Coincidence of Interests
Four U.S. officials who spoke on condition of anonymity cited a planned Hezbollah attack that was prevented in Thailand and what they said were other anti-Israeli operations that were disrupted in Azerbaijan and Bulgaria. Thai police charged a Swedish-Lebanese man they said was linked to Hezbollah with possessing illegal substances after he was detained last month in connection with a plan to attack tourist sites frequented by Americans and Israelis, Charamporn Suramanee, the assistant police chief, said on Jan. 16.

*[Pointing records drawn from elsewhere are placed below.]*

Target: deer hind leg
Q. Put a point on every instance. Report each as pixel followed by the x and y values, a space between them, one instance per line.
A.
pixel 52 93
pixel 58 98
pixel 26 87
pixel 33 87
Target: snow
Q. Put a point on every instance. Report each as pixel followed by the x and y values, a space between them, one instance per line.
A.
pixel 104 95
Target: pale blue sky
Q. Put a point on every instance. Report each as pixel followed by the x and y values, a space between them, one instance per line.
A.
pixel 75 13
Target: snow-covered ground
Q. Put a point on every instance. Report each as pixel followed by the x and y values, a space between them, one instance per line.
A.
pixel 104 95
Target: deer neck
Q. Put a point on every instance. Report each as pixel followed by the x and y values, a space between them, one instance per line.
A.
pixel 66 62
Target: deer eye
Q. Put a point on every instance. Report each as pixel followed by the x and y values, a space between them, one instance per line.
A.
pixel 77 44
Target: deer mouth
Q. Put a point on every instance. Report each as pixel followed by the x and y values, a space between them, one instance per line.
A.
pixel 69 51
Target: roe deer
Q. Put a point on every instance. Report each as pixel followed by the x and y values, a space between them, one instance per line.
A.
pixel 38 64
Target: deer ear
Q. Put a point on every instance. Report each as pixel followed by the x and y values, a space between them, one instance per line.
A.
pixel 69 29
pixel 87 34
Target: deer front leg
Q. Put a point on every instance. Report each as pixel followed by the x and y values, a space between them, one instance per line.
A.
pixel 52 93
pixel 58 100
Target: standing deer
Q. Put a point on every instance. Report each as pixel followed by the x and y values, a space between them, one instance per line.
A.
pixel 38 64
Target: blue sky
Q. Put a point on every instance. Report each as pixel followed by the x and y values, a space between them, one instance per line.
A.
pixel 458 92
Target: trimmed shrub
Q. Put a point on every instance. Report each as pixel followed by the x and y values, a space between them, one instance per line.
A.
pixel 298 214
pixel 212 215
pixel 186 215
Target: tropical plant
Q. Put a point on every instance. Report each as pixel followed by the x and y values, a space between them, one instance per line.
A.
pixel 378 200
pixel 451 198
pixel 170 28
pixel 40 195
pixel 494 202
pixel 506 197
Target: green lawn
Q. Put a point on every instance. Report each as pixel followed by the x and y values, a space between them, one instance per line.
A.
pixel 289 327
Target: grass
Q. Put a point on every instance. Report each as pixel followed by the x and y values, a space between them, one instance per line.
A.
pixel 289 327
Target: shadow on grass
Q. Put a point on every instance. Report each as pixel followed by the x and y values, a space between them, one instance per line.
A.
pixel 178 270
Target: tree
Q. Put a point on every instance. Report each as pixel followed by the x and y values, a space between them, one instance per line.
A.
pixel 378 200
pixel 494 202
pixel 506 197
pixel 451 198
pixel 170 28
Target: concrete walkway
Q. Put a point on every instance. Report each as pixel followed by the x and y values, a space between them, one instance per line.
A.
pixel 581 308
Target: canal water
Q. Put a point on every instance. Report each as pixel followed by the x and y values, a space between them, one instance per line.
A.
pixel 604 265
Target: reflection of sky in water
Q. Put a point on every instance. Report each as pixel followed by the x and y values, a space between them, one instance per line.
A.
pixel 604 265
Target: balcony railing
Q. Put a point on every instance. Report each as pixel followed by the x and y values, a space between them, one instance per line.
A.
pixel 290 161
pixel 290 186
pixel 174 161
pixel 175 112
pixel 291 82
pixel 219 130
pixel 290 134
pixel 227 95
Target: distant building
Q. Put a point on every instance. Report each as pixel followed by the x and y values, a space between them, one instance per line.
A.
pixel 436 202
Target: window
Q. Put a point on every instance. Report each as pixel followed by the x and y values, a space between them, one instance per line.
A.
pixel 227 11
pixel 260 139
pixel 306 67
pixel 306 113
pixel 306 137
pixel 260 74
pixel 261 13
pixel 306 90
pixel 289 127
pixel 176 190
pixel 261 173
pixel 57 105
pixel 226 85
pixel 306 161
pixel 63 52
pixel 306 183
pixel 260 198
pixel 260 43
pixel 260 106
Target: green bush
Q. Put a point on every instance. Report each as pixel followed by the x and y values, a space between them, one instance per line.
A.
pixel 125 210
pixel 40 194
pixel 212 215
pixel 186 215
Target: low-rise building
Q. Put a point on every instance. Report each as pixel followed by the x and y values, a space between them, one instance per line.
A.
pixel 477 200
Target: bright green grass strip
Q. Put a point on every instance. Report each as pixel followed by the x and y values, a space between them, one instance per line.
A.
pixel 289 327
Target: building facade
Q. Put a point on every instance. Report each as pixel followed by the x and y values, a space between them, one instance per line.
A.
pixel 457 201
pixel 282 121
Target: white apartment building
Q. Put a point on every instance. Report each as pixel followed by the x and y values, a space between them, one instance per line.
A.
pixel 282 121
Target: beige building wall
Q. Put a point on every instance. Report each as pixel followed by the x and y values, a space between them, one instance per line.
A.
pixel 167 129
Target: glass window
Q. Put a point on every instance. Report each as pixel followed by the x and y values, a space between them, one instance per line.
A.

Levitt said this period resembles the years 1992-1994, when Hezbollah and Iran had a coincidence of interests in attacking Israeli targets similar to the situation that exists today. That period included a 1992 bomb attack on an Israeli embassy building in Buenos Aires and a 1994 attack on a Jewish community center in the Argentine capital, both blamed on Hezbollah.
This time, Hezbollah is seeking to avenge Mughniyeh’s 2008 death in Damascus and Iran is responding to the killings of its nuclear scientists, having blamed Israel in both cases, Levitt said.
‘Iranian Retaliation’
“The most likely possibility is that this is Iranian retaliation for assassinations of the scientists,” said Paul Pillar, a former CIA analyst who now teaches at Georgetown University, in an e-mail response to a query. “Even the method used was the same as the most recent such assassination” of the Iranian scientist.
Khamenei pledged Feb. 3 to help “any nation or group that confronts the Zionist regime.”
Indian and Georgian authorities said they were trying to determine who was behind the attacks.
The attack in New Delhi was carried out by somebody who had been “well trained,” India’s Home Minister Palaniappan Chidambaram told reporters today. The government is not “pointing the finger” at any group as its investigation is continuing, he said.
“There is reason to believe that the target was the Israeli diplomat’s wife and, therefore, one has to proceed on the basis that it was a terrorist attack,” he said.
Israeli Bonds Fall
The Israeli injured in the Delhi explosion was in stable condition in a hospital in the city, Police Commissioner B.K. Gupta told reporters. A fire engulfed the car moments after the blast and was responsible for most of the damage to the vehicle, he said.
“The Israeli car was targeted, there is no doubt about it,” Gupta said.
Israel’s benchmark bonds fell yesterday, lifting yields to the highest level in almost two months. The yield on the 5.5 percent notes due January 2022 rose two basis points, or 0.02 percentage point, to 4.6 percent, the highest since Dec. 15. The Tel Aviv Stock Exchange’s benchmark TA-25 Index fell 0.1 percent to 1119.49.
Initial investigations suggest that a magnetic device was attached to the car in New Delhi before it exploded, Gupta said. At least three other people including the driver were hurt in the explosion that occurred as the car drove toward the city’s American Embassy School, he said.
‘Propaganda War’
Iran’s ambassador to India, Mahdi Nabizadeh, rejected charges his country was behind the attacks. According to Iran’s official news agency IRNA, Nabizadeh called the Israeli accusations “lies” and said his government condemned any “terrorist” acts. Iranian Foreign Ministry spokesman Ramin Mehmanparast said the accusations “are part of a propaganda war” by Israel, according to a report on state-run Press TV’s website today.
In Tbilisi, an Israeli embassy employee discovered the bomb and reported it to police, who defused it, Georgian Interior Ministry spokesman Shota Utiashvili said by phone. There were no injuries and the embassy wasn’t evacuated, he said.
The incident in Thailand followed an explosion at a rented house, according to officials in Bangkok. Five people were hurt. Police said two men, possibly Iranian, escaped.